The movement faces some challenges. A 392-page CryptoParty Handbook
, created by CryptoPartiers in Berlin, took some heat
for its technical errors and for recommending what some experts thought were less-than-secure tools. And some within the digital-activism community believe that the CryptoParty model is more applicable for Western democracies than repressive states. (Holding CryptoParties openly would be a giant red flag to the authorities and put attendees under more government surveillance.)
One way around this, Wolf says, is to hold CryptoParties online or in closed sessions. “We certainly wouldn’t be promoting people holding CryptoParties in certain countries.” She gives the example of a CryptoParty in Egypt which was closed and not advertised.

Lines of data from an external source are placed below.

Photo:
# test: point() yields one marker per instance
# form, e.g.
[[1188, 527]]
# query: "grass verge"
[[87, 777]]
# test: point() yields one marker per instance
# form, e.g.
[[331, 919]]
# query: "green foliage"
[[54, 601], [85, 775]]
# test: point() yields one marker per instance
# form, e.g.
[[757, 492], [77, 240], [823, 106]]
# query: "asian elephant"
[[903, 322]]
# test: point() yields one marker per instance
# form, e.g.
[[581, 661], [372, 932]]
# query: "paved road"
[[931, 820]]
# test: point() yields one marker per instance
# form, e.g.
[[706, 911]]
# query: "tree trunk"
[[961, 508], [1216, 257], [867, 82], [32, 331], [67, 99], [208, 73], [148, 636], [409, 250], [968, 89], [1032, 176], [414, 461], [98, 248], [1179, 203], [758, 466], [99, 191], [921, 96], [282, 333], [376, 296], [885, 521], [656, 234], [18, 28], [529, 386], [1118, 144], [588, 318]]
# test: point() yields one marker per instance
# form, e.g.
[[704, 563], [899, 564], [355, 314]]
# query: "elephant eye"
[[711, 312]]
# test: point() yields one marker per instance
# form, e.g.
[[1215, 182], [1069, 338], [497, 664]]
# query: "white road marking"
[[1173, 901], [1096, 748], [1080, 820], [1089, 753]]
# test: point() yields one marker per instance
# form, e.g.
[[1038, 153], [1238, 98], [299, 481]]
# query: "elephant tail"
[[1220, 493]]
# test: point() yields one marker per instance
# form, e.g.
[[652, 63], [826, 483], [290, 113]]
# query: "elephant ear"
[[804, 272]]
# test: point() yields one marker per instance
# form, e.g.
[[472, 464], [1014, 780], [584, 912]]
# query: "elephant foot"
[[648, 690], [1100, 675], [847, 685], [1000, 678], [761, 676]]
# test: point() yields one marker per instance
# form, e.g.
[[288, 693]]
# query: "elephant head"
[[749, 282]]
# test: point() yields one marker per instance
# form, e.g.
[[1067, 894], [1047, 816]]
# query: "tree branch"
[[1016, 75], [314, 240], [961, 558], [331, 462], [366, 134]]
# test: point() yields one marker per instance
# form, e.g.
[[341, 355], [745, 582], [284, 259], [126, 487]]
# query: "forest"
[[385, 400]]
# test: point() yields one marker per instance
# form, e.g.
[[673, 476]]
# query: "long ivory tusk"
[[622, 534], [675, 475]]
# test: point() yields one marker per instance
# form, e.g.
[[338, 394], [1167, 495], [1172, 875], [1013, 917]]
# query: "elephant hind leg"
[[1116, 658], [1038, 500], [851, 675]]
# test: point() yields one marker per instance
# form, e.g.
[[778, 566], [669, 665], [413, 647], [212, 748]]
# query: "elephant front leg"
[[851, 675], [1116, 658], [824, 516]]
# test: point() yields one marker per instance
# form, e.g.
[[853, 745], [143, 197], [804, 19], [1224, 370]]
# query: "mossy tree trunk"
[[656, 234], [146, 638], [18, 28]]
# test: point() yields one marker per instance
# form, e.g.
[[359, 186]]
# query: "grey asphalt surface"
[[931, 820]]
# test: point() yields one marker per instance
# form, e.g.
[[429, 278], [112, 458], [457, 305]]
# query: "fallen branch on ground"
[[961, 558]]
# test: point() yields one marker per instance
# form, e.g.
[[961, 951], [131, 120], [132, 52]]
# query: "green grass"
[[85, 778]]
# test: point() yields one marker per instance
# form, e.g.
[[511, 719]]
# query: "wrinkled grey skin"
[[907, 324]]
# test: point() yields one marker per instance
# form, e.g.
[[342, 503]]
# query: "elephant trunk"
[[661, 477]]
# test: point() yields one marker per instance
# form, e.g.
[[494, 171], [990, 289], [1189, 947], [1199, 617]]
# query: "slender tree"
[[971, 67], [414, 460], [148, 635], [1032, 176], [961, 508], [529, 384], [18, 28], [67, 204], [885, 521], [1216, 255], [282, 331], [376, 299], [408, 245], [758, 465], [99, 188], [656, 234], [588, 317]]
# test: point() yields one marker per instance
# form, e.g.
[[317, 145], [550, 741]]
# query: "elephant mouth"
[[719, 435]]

In fact, rather than an organization, Wolf sees CryptoParty more like a meme. “We’re spreading a meme and that meme is privacy, the right to privacy.” CryptoParty is both cause and effect: it is helping move the needle in terms of greater privacy-awareness, but it is also a product of our more privacy-conscious culture. “Memes are things that we always knew, we just didn’t have a way to express it.”
Originally, Wolf says, the idea behind CryptoParty was selfish. It was about her wanting to learn how to protect herself better online. “I wasn’t thinking about Tunisia when we did this,” she says.
“I’m just doing it because when I look at pictures of LOLcats to relax at 2 a.m., I really don’t like the idea of thinking, well, everything I look at and every conversation I have with my friends in Europe, that every part of me that’s special or private gets handed to somebody in some banal bureaucracy somewhere,” she says. “I want something more for my life, for my child’s life. And this is my way of pushing back.”